“… I would like to be an Austrian”. Judaica from the Eisenberger Collection
The most important private collection of Judaica from the time of the Austro-Hungarian monarchy was put together by Vera and Jenö Eisenberger. It forms the core of an archive that also includes Austrian art and contemporary Israeli art. The Jewish Museum Vienna is marking the start of its tenth anniversary by presenting outstanding items from the Judaica collection together with selected examples of modern Israeli art.
“We collect Austria” is the leitmotif behind the Eisenbergers’ collecting enthusiasm, driven by the couple’s attachment to their adopted home and their fascination with the Austro-Hungarian empire. They have always been interested, in addition, in doing something different from other collectors and discovering new and hitherto largely ignored fields of interest. The result is an impressive collection of artworks as well as everyday silverware items, from samovars to snuffboxes and sugar bowls.
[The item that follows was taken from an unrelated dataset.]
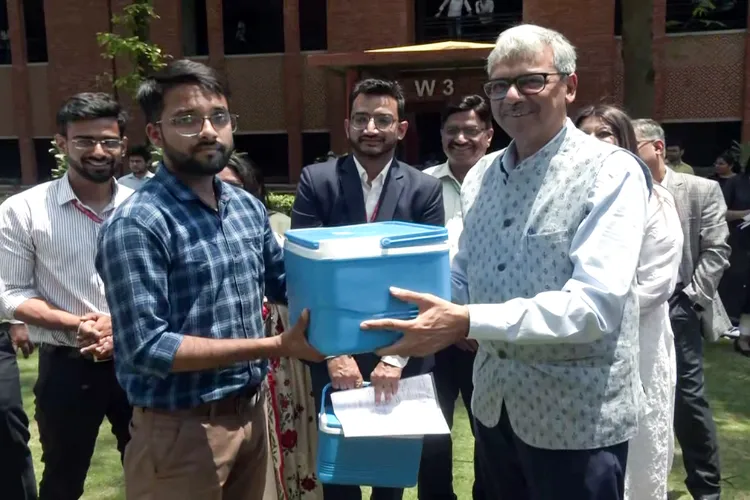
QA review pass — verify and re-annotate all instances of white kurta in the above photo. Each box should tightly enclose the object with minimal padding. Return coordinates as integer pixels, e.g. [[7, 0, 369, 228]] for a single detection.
[[625, 185, 683, 500]]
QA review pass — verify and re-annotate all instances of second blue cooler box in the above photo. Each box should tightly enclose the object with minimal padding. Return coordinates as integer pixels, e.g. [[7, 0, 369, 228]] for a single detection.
[[284, 222, 451, 356]]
Until a few years ago historical Judaica was collected and appreciated by only a few individuals in Austria. Today this part of the Eisenberger Collection is regarded as one of the most important privately owned collections of its type in existence. The material value of the objects has never been the prime consideration, but rather their aesthetic and historical interest. Jenö Eisenberger sees similarities between a collector and an artist, for both of whom creativeness and individuality are of the utmost importance. In the case of Judaica an awareness of the history of the Jews and the need to keep it alive is an additional factor. Since Judaism is an integral component of Austrian culture, Judaica forges a link between the Jewish and Austrian aspects of this culture.
This feature, which permeates the Eisenberger Collection, is thus closely tied up with the Austro-Hungarian dynastic tradition. Jenö Eisenberger repeatedly draws attention to the contribution that Jews made to this multination state in the reign of the Emperor Franz Joseph. Today the ritual objects that survived the Hitler era are among the few remaining testimonies to this rich culture. These objects are prized items at international auctions even if they are in need of careful restoration in many cases to return them to their former glory.